Es wurden bereits viele Anstrengungen unternommen, um ein besseres Verständnis – und damit auch eine bessere Taxonomie – im Bereich der psychischen Belastungen zu erreichen. Die Diagnostik psychischer Erkrankungen ist nach wie vor sehr fehleranfällig und beruht zu einem großen Teil auf der Selbstauskunft von Betroffenen. Das Ganze könnte sich nun aber durch die fortschreitende Entwicklung im Bereich der künstlichen Intelligenz ändern. So geben erste Studien zur digitalen Phänotypisierung beispielsweise Hinweise darauf, dass psychische Erkrankungen durch die Mensch-Computer-Interaktion (z. B. Scrollverhalten, GPS Daten, Schrittzähler etc.) überwiegend gut vorhergesagt werden können.

Die Frage, ab wann jemand als „gesund“ und ab wann als „krank“ einzustufen ist, und damit verbunden die Frage, wer eine Behandlung erhalten sollte, wird aber wohl immer eine Herausforderung bleiben. Und auch wenn die Früherkennung psychischer Erkrankungen Fortschritte machen wird, bleibt die Frage, ob eine frühe Intervention immer sinnvoll ist. Hier sehe ich persönlich eher die Chance von verschiedenen Formen der Prävention, die auch ohne Diagnosestellung möglich sein sollten.

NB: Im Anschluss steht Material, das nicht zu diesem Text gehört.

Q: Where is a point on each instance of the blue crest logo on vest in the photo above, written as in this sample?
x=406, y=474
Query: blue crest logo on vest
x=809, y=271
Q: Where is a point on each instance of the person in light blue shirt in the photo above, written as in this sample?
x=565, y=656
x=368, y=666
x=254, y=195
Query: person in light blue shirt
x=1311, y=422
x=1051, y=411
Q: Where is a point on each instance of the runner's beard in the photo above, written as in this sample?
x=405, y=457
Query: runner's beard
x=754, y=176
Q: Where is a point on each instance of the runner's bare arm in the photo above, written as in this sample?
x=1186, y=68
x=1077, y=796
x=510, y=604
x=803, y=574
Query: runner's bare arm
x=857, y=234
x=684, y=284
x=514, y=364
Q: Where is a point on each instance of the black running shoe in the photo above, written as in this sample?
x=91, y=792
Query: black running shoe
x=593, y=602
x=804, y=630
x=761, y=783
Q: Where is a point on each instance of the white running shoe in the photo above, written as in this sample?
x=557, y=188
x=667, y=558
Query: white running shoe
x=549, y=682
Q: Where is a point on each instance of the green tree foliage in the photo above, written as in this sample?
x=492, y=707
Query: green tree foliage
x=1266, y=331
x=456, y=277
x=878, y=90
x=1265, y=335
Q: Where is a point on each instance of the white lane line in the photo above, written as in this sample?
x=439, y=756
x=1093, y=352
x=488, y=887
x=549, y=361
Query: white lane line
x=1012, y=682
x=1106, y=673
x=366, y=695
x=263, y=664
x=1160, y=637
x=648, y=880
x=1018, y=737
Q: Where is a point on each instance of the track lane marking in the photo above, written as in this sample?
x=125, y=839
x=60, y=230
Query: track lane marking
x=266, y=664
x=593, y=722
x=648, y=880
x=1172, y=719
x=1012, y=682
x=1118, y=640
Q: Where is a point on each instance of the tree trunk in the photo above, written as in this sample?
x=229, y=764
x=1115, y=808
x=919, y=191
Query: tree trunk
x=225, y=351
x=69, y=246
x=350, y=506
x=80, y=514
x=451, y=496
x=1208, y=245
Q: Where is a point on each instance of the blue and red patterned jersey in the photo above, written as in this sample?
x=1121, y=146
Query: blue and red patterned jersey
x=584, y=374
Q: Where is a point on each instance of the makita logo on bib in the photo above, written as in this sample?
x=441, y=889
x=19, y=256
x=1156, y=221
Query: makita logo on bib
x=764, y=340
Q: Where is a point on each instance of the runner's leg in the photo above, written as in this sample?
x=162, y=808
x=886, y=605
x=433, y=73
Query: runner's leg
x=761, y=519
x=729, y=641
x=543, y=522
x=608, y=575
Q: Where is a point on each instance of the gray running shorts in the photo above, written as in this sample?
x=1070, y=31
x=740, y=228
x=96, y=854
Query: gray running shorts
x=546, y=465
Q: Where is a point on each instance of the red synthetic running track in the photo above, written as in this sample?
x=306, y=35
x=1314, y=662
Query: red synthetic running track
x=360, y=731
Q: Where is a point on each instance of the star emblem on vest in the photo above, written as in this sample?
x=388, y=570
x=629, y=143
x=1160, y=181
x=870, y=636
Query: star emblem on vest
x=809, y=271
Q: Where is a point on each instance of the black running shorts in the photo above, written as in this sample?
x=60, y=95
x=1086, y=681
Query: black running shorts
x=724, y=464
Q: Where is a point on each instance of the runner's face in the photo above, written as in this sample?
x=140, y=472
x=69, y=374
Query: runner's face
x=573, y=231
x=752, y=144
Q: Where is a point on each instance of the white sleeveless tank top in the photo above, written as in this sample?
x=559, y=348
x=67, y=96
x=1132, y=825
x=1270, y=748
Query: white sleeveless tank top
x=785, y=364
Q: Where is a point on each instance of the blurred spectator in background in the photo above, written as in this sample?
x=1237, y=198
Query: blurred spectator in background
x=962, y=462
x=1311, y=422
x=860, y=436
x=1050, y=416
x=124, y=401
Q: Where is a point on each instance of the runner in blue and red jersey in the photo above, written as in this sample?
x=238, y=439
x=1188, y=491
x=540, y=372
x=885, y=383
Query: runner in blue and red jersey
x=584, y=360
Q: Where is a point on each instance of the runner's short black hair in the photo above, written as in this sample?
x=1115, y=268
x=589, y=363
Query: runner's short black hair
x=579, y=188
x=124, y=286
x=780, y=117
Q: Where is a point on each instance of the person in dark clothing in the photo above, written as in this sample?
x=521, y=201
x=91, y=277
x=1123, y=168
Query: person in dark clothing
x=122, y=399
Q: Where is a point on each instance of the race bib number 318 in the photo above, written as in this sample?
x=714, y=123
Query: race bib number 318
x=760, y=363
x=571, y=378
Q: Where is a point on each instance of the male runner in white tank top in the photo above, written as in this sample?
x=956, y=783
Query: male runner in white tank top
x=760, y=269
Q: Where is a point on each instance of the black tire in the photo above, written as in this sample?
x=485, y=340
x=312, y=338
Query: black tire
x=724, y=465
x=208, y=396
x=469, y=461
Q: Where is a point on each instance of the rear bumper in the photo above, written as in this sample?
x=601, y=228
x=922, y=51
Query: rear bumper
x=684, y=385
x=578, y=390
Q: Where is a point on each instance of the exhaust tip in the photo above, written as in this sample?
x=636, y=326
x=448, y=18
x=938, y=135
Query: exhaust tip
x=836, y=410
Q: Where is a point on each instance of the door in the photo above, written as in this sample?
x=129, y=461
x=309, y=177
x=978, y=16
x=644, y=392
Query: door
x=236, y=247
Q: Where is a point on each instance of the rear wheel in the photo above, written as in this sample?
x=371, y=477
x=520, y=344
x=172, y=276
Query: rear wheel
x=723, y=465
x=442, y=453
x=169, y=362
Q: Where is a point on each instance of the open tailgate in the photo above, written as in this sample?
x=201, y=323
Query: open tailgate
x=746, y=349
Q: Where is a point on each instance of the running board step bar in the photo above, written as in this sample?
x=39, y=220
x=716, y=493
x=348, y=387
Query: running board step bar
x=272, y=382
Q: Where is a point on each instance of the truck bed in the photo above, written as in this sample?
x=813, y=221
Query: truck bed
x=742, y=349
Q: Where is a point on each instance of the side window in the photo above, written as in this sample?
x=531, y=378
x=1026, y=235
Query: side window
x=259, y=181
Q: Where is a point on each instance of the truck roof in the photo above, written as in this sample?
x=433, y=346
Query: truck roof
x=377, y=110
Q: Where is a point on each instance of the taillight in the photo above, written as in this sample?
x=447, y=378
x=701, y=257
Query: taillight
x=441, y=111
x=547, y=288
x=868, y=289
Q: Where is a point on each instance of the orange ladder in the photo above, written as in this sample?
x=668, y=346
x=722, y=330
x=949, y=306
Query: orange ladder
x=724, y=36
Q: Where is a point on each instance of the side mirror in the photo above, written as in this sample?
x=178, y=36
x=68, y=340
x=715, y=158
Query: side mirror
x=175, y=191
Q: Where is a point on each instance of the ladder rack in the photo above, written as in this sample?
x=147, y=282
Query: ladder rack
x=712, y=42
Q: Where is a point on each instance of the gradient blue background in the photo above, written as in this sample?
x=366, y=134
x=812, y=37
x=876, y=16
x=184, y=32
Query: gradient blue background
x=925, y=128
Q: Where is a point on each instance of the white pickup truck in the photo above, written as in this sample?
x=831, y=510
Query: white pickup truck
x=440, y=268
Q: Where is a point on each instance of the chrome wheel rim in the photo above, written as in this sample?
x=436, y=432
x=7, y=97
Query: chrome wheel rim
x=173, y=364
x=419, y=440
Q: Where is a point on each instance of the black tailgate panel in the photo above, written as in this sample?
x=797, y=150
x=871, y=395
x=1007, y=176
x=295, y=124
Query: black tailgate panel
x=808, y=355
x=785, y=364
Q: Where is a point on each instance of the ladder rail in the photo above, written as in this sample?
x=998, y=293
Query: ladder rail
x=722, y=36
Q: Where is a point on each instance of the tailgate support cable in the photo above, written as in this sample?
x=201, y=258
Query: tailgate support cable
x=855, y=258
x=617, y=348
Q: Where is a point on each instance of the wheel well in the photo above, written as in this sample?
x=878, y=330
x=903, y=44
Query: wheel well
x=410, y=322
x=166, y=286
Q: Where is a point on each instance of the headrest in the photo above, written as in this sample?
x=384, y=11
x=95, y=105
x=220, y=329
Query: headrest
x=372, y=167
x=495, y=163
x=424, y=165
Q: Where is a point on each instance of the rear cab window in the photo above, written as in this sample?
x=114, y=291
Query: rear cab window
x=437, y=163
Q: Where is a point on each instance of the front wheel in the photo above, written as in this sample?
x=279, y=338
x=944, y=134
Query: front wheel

Eine andere Frage ist, wie man eine Erkrankung definiert, sobald ein Behandlungsbedarf festgestellt wurde. Erfasst man transdiagnostische Problembereiche, orientiert man sich an den Kriterien der ICD oder an ganz neuen Taxonomie-Modellen? In den nächsten Jahren und Jahrzeiten werden wir uns wahrscheinlich weiterhin an der Klassifikation des ICD-11 (bzw. DSM 5) und folgenden Auflagen orientieren. Denkbar ist jedoch, diese Klassifikation mit erweiterten Taxonomie Modellen zu kombinieren, um ein besseres Verständnis für Patient:innen zu erhalten und damit auch eine besser Behandlungsplanung zu ermöglichen.